There are some books that have a very profound, a very strong , or a life-altering effect; they teach us a way of life. To Kill a Mockingbird is one such book, that adults will always ask their kids to read when they are growing up.
The narrator is six year old Scout Finch who lives with her older brother Jem and widowed father Atticus Finch. Jem and Scout are joined by another boy called Dill and three of them explore the town and try to understand the events that have all the adults riled up. One such event is the case that Atticus Finch has been ordered by court, to defend a Tom Robinson. Tom Robinson has been accused of raping Mayella Ewell, a young white woman and the town is convinced of his crime because of his race. Atticus manages to prove that Mayella and her father are lying and trying to frame Tom but the jury convicts him and he’s shot while trying to escape prison. The injustice of it all rankles Scout and her companions and they try to make sense of the world around them. The story takes place during three years of the Great Depression in the fictional town of Maycomb, Alabama. Lee targets the racial discrimination that pervaded the Deep South and brings it out very well through the voice of her innocent narrator.
I was just entering my teens when I’d first read the book and I have never yet ceased to remember the effect the book had on me. One knows that racial discrimination is a fact, that there’s injustice in the world, that there are some who will stand up to truth and fight, but to be introduced to such concepts again through Scout put things into perspective. Atticus Finch was a man who gained your trust and respect, not just because the integrity he showed in his profession, a profession which isn’t too well known for their ethics, but also for the way he brought up his children without a mother. You see Scout and you feel for her, and love her guts. What has still stuck with me is the fact that she called her father by his name, Atticus. I remember how I though that it was such an odd and yet individualistic thing to do, to recognize a man for a man, and not for his role. I found that metaphor to echo throughout the book. Tom Robinson was not punished for being who he is, but for being seen in the role of a black man in a white society. Boo Radley was perceived to be eccentric and given a wide berth, not for being who he was, but for what they made him out to be. Atticus Finch, was the man he was, as in his life as in work, courageous, noble and honest, a man who became a hero for being who he was, for that is the true measure of integrity.
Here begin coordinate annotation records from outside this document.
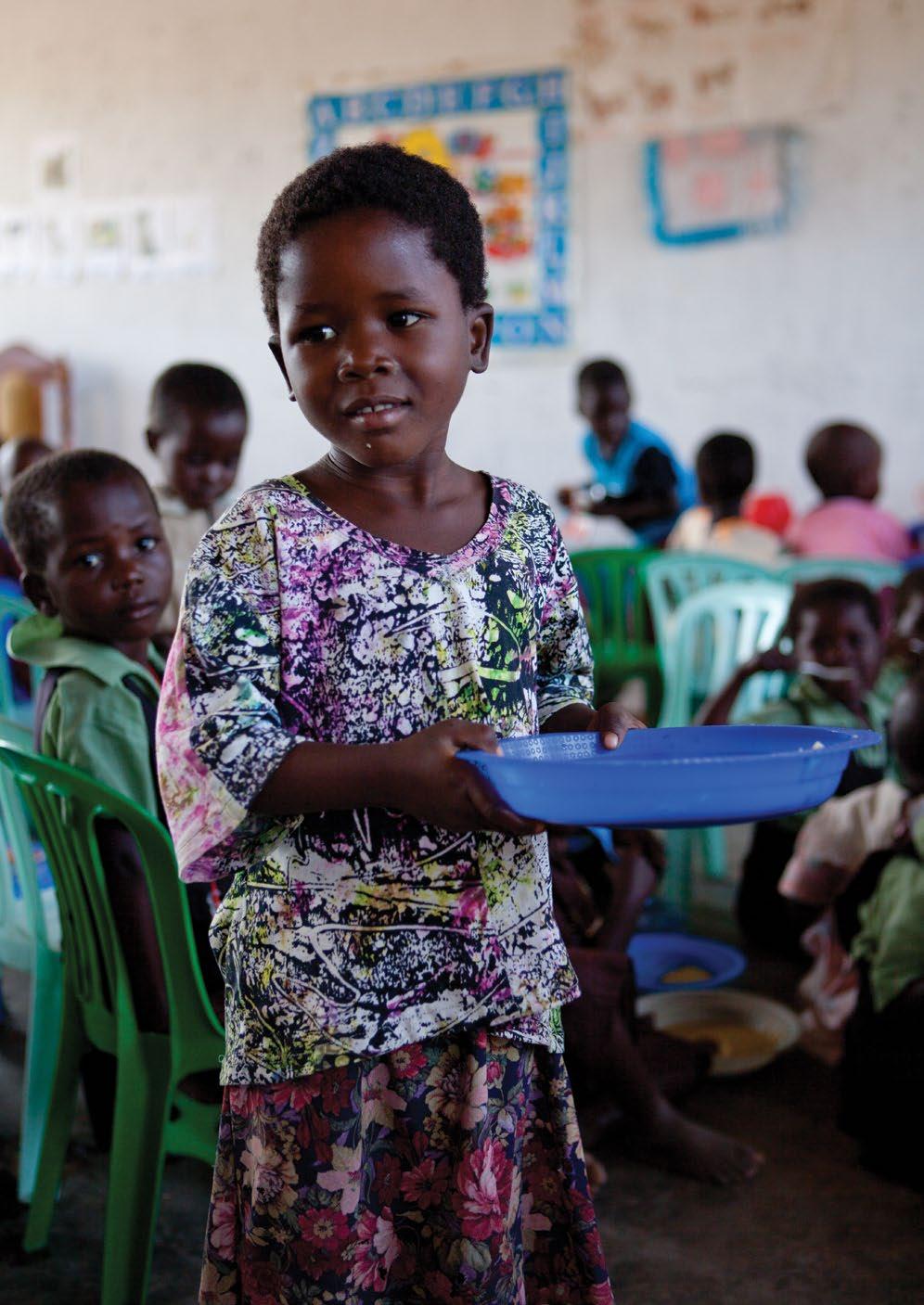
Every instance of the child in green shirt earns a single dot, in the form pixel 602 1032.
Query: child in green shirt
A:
pixel 86 532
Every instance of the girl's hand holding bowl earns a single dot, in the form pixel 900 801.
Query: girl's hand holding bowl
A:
pixel 427 779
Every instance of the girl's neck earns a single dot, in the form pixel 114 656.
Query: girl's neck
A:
pixel 435 506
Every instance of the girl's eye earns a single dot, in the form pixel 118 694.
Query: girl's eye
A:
pixel 317 334
pixel 404 317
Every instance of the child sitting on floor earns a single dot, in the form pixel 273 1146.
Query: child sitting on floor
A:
pixel 844 462
pixel 834 628
pixel 725 470
pixel 884 1047
pixel 86 532
pixel 905 646
pixel 619 1069
pixel 196 427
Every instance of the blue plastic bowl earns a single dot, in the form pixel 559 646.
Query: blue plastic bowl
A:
pixel 657 954
pixel 679 776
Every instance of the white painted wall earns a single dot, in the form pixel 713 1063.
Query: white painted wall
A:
pixel 772 334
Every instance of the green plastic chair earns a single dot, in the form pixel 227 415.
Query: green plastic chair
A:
pixel 670 577
pixel 875 574
pixel 153 1116
pixel 13 607
pixel 619 621
pixel 31 940
pixel 727 624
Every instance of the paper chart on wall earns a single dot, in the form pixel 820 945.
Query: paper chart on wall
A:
pixel 507 140
pixel 650 67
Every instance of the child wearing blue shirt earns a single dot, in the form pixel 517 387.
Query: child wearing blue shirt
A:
pixel 637 478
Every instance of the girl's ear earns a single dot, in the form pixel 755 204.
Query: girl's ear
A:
pixel 481 330
pixel 37 592
pixel 276 350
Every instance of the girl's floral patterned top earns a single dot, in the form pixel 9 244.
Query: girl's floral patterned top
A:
pixel 358 932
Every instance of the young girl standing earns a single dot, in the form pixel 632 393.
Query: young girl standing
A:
pixel 398 1122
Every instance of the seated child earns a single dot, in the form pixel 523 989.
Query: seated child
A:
pixel 884 1048
pixel 196 429
pixel 16 457
pixel 86 532
pixel 635 477
pixel 597 906
pixel 725 470
pixel 905 645
pixel 844 461
pixel 834 628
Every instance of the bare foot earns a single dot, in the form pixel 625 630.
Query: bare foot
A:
pixel 677 1144
pixel 597 1175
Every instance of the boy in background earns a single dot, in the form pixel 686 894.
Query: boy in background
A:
pixel 844 461
pixel 635 477
pixel 196 429
pixel 16 457
pixel 725 470
pixel 86 532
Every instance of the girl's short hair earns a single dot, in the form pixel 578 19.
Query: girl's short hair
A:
pixel 831 590
pixel 29 517
pixel 378 176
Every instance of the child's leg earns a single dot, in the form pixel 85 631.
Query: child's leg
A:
pixel 609 1071
pixel 882 1083
pixel 764 915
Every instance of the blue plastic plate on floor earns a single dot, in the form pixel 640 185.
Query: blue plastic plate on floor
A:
pixel 679 776
pixel 661 961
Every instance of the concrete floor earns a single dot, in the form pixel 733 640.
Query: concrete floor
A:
pixel 812 1227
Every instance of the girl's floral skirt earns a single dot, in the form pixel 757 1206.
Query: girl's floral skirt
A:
pixel 449 1171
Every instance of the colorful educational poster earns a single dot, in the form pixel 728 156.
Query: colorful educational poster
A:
pixel 714 186
pixel 507 140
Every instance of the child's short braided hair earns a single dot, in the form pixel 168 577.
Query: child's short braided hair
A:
pixel 29 517
pixel 378 176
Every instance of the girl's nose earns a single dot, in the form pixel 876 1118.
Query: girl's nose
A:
pixel 129 573
pixel 365 355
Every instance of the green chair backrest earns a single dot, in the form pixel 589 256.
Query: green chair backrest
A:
pixel 876 576
pixel 13 607
pixel 22 910
pixel 616 608
pixel 67 808
pixel 670 577
pixel 712 634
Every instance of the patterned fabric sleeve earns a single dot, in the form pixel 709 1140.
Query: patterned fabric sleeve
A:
pixel 565 663
pixel 220 727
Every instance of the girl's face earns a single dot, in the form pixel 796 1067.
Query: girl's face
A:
pixel 374 340
pixel 840 635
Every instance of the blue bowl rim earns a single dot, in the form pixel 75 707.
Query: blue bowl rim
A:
pixel 836 739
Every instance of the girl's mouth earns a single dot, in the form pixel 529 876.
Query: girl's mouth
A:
pixel 378 414
pixel 837 673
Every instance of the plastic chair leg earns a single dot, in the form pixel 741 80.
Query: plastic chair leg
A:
pixel 714 852
pixel 136 1168
pixel 59 1121
pixel 676 885
pixel 45 1023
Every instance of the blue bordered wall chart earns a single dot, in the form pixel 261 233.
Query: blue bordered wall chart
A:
pixel 507 140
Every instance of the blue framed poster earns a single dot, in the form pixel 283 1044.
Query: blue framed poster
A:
pixel 719 185
pixel 507 140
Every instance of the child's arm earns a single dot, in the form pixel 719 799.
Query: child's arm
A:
pixel 420 775
pixel 718 709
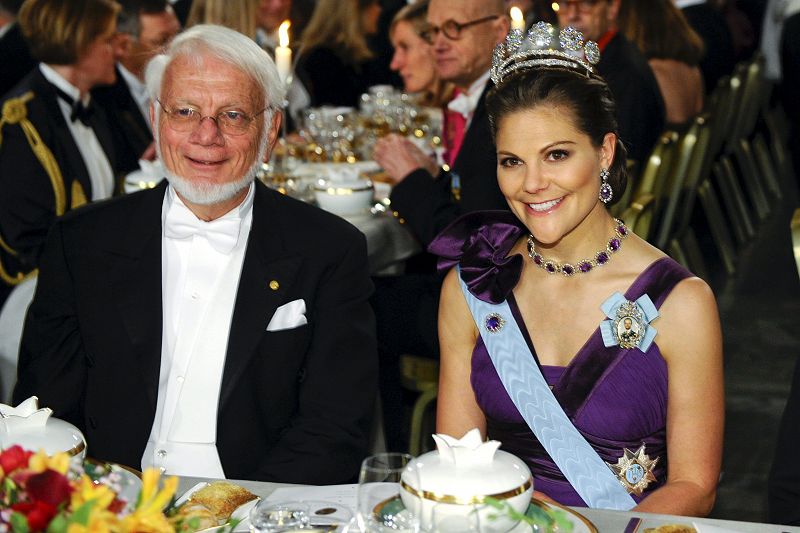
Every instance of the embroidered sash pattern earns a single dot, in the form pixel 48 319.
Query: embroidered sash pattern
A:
pixel 578 461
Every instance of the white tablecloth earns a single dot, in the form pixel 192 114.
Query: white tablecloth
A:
pixel 605 521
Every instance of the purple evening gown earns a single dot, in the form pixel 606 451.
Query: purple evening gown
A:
pixel 616 398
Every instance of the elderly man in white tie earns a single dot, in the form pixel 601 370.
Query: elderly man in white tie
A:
pixel 210 326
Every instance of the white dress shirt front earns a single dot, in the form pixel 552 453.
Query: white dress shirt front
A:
pixel 100 173
pixel 138 90
pixel 199 285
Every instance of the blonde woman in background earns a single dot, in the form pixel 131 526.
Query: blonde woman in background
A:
pixel 334 53
pixel 413 56
pixel 239 15
pixel 673 50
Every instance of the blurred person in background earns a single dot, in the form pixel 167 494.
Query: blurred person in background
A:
pixel 334 54
pixel 12 44
pixel 673 50
pixel 145 27
pixel 239 15
pixel 462 35
pixel 640 108
pixel 533 10
pixel 56 151
pixel 413 57
pixel 707 20
pixel 210 325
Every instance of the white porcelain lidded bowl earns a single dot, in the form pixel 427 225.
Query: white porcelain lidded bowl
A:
pixel 458 476
pixel 345 196
pixel 33 428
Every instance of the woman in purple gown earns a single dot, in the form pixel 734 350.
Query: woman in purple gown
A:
pixel 646 394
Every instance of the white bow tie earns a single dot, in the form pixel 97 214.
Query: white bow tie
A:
pixel 464 104
pixel 222 233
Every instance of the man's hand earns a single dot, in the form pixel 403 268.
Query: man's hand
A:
pixel 399 157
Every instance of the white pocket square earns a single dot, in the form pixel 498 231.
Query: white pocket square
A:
pixel 287 316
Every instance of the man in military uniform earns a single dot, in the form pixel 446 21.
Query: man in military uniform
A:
pixel 55 145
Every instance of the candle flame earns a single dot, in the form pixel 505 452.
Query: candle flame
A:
pixel 283 33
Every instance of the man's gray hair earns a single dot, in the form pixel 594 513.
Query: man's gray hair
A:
pixel 224 44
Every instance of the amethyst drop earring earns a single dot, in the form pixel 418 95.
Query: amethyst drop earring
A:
pixel 606 192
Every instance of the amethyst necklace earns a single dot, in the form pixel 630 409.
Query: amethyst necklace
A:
pixel 586 265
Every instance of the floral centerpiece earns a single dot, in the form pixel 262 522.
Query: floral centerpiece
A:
pixel 43 493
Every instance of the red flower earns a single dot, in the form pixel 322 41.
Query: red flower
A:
pixel 39 514
pixel 49 487
pixel 14 458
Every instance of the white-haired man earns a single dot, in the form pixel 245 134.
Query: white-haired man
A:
pixel 209 327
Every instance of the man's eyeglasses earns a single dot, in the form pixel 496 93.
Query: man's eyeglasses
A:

The world seen through the eyes of six year old can sometimes show more truths than an experienced eye bothers to notice. The confused and eager to learn children show us what we fail to understand when we abandon our curiosities and our search to find the truth. One can read the book time and again and only find their respect for the characters burgeoning with every passing year that our world falls into hands of Madoffs and.
This is a classic that everyone should read at least once in their lives. It is Lee’s only published work, but one that has a secured her a place in history that will be difficult to dislodge for many years to come. Nothing compares to the impact this book has had on its readers and modern literature.